Mary Kinyanga, who tends goats in a rocky, unregulated section of the plains, said: "The white farmers are not good neighbours. If they find a Masai grazing on their lands, even by accident, they demand a fine of 6,000 Kenyan shillings. We try to say, 'Sorry, it was a mistake', even offer to give them one of our goats, but they say, 'No' - they want the money. Now we know it is our land. We want it back."
The Masai may not get far with the courts. The elders plan to take their case to the International Court of Justice in The Hague but this path is usually open only to sovereign states.
Martyn Day, the British lawyer who helped the Masai win the bomb compensation from MoD, is not working on this case, and the High Court may rule that this case is out of time and that any legal case should have been brought decades ago.
But without legal redress, the uncertainly is more likely to destabilise the region. Laikipia holds half of the country's rhino population and 80 per cent of the world's Grevy's zebras.

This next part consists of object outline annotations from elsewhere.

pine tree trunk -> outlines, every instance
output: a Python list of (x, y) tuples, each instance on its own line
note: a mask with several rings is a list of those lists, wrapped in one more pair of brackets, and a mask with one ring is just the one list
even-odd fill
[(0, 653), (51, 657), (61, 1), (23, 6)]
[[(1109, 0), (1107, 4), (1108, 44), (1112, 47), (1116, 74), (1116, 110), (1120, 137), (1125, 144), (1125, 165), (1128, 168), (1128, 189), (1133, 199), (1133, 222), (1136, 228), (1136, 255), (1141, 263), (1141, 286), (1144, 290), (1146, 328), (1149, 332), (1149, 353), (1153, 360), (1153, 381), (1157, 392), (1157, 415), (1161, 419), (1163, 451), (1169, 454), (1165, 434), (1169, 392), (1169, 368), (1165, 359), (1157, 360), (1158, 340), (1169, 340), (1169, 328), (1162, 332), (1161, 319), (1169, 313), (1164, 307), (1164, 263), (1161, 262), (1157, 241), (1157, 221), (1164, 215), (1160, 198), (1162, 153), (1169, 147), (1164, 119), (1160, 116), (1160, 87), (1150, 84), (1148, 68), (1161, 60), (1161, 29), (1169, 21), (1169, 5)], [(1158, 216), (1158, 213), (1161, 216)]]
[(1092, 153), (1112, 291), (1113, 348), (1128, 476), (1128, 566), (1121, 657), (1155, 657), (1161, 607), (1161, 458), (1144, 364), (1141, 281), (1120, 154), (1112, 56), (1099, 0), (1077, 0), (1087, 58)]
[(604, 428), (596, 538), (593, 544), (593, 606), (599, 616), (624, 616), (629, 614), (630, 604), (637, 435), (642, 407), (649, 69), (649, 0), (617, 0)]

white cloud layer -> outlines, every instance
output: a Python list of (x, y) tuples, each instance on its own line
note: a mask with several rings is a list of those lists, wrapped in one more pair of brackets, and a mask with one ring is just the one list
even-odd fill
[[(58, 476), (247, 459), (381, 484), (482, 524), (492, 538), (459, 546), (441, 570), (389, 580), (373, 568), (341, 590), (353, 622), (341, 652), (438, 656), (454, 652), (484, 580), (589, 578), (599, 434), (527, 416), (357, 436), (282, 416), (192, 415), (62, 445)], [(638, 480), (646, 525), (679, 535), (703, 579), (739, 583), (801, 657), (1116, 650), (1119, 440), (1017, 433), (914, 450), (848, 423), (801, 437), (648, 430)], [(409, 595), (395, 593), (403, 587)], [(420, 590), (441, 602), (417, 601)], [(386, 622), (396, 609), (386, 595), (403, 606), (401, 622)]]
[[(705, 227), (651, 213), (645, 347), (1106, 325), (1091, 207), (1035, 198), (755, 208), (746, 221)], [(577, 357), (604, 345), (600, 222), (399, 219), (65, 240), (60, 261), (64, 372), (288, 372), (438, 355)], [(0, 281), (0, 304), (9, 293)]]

This biodiversity has brought money from international donors including the World Bank, the European Union and USAid, all of which may take fright if carefully drawn up plans for environmental tourism are abandoned. "When we promoted Laikipia as a tourist destination and environmental concern, we debated whether to just call it something else, to fabricate a name that would not have such historical connotations," Mr Dyer said. "We knew that any negative publicity could destroy everything we have hoped to achieve. I sincerely hope it does not. If tourism disappears, everyone - the Masai, the ranchers, the townspeople - we will all suffer together."